Listen to him now. "What we've learned is it's another point of engagement for fans. It started with daily fantasy sports and ultimately, I think, if you're interested in sports betting, you're going to have an increased opportunity to engage in the game," Bettman said Thursday. "Our hope is it causes people to watch more games, whether it's existing avid fans who consume more or casual fans who want to place a bet or two."
Bettman's reversal on sports betting has been quick and dramatic, and he's not alone. His comments came at an event that would have been unthinkable as recently as last summer: a sports gambling summit at the MGM National Harbor casino where team owners and league executives celebrated their newfound closeness with sportsbook operators. They sat on panels talking about the business opportunities that accompany legal betting and mingled over cocktails and hors d'ouevres prepared by celebrity chef Bryan Voltaggio.
The Supreme Court ruled last May that any state can legalize sports betting if it chooses, and since then the action has been swift. Sports gambling is now legal in eight states, with more than 20 others at least considering legalization.
Even after the Supreme Court decision, the leagues and the casino industry maintained an adversarial stance in statehouses, with the NBA and MLB in particular lobbying for a percentage of gambling revenue, calling it an "integrity fee" they would use to fight off attempts at game-fixing or similar scandals. But no state that has legalized sports betting has mandated those fees, leaving the leagues and sportsbook operators to work out deals on their own.
The two-day gathering, which concluded Thursday, was organized by the American Gaming Association, a casino-industry trade group that spent years trying to persuade sports leagues to embrace legal gambling, arguing it would increase fan engagement and open up new revenue streams.
"It isn't just about what the states have done from a legislative enactment perspective but the fact that 30-plus commercial agreements and deals among many of the people in this room have taken place, and that's where the action should be," said Bill Miller, CEO of the AGA. "And that's why I think our level of success from the perspective of who wanted to come, who we invited and who said yes, was because they believe this is a commercial endeavor at this point."
In addition to Bettman — who took the occasion to announce the league's deal with bookmaker William Hill — executives from the NBA, MLB, MLS and the PGA Tour participated in panel discussions. While they kept a lower profile, the NFL and the NCAA also sent representatives to the conference.
Former New Jersey Gov. Chris Christie, a Republican whose administration took the fight over sports betting prohibition to the Supreme Court, urged gambling companies to embrace sensible regulations, arguing that successful implementation at the state level will prevent the federal government from getting involved. Sens. Orrin Hatch and Chuck Schumer have introduced a bill to regulate sports gambling at the federal level.
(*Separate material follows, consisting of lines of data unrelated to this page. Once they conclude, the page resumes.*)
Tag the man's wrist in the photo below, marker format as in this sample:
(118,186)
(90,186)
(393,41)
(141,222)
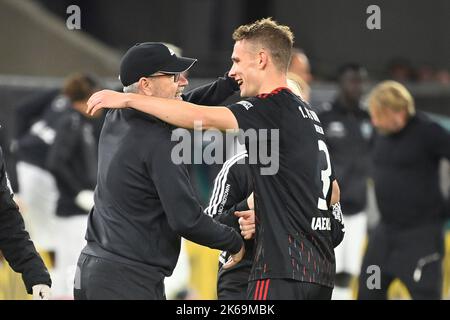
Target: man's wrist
(128,99)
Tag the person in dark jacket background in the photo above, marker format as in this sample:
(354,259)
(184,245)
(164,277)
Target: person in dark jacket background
(408,241)
(16,245)
(348,132)
(72,159)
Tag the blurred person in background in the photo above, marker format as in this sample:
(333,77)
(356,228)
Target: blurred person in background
(35,133)
(15,243)
(300,72)
(348,132)
(72,159)
(408,241)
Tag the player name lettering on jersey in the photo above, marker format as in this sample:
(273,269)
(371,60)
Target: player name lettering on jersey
(322,224)
(306,113)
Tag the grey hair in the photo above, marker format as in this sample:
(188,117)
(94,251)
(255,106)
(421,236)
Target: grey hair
(132,88)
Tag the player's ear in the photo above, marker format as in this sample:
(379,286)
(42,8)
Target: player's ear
(263,58)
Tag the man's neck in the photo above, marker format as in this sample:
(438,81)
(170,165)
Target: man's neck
(273,82)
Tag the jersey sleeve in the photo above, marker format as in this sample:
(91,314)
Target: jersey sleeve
(230,192)
(255,113)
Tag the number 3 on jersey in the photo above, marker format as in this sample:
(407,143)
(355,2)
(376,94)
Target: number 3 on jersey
(325,177)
Two team owners showed up to talk about the way legal sports betting could transform their venues: Ted Leonsis of the Washington Wizards and Capitals and Jeff Wilpon of the New York Mets. Washington's mayor has already signed a bill legalizing sports gambling that has yet to take effect. At Leonsis' urging, the new law allows city stadiums and arenas to apply for sports-betting licenses, and Leonsis this month bought out a popular sports bar at Capital One Arena in downtown Washington, with plans to turn that space into a sportsbook.
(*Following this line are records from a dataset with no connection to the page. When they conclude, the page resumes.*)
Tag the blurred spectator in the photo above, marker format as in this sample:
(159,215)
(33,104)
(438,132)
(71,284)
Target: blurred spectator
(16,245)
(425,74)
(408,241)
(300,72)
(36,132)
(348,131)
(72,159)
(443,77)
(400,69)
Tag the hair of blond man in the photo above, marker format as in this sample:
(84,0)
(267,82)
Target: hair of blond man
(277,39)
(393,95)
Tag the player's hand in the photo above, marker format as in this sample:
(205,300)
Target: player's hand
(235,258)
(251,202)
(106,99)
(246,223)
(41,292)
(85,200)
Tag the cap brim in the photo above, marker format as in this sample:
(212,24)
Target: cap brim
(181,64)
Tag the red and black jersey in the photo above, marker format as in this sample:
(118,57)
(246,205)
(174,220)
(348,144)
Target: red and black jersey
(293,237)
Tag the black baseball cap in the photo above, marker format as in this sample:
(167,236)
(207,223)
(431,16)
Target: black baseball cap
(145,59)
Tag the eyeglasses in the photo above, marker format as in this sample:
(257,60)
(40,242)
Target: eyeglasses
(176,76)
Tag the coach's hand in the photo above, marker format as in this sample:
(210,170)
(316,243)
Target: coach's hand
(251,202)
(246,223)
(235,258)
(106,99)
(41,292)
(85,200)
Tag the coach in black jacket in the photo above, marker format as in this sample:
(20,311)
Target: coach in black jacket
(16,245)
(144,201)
"You have a sportsbook in the arena, maybe we have 20,000 people to watch us play on the road. I'd like to bring 20,000 people in to watch football games and go to our partner site and eat and gamble. That would be a fantastic reengineering of what we can do with our building," Leonsis said. "I want to make the building the iconic, most important convener place for the community. This will allow us to do it."
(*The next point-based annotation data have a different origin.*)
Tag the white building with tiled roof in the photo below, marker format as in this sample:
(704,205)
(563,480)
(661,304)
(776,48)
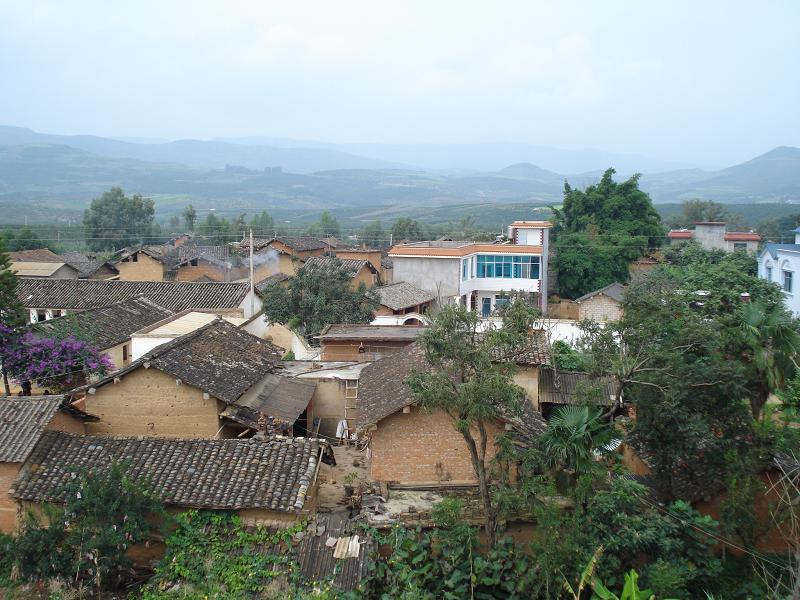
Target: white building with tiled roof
(479,275)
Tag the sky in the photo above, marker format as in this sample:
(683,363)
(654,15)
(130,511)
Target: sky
(708,83)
Wilpon said the ability to bet on sports at Citi Field, home of the Mets, would help attract younger fans to the ballpark, along with events featuring the New York Excelsior, his esports franchise in the Overwatch League.
Although the summit featured a discussion of problem gambling, there was little talk among the headliners about the potential drawbacks of closer ties among the gambling industry, teams and leagues. Gambling proponents see in-game mobile betting in particular as a huge untapped business opportunity, and that sort of betting can be particularly enticing to gambling addicts, said Keith Whyte, executive director of the National Council on Problem Gambling.
"You can gamble on a thousand different events during a game, and at $5 a bet that's a significant financial risk," said Whyte, who attended the conference. "You can have a fan with a gambling problem spending tens of thousands or even hundreds of thousands of dollars quote-unquote 'supporting' their favorite club."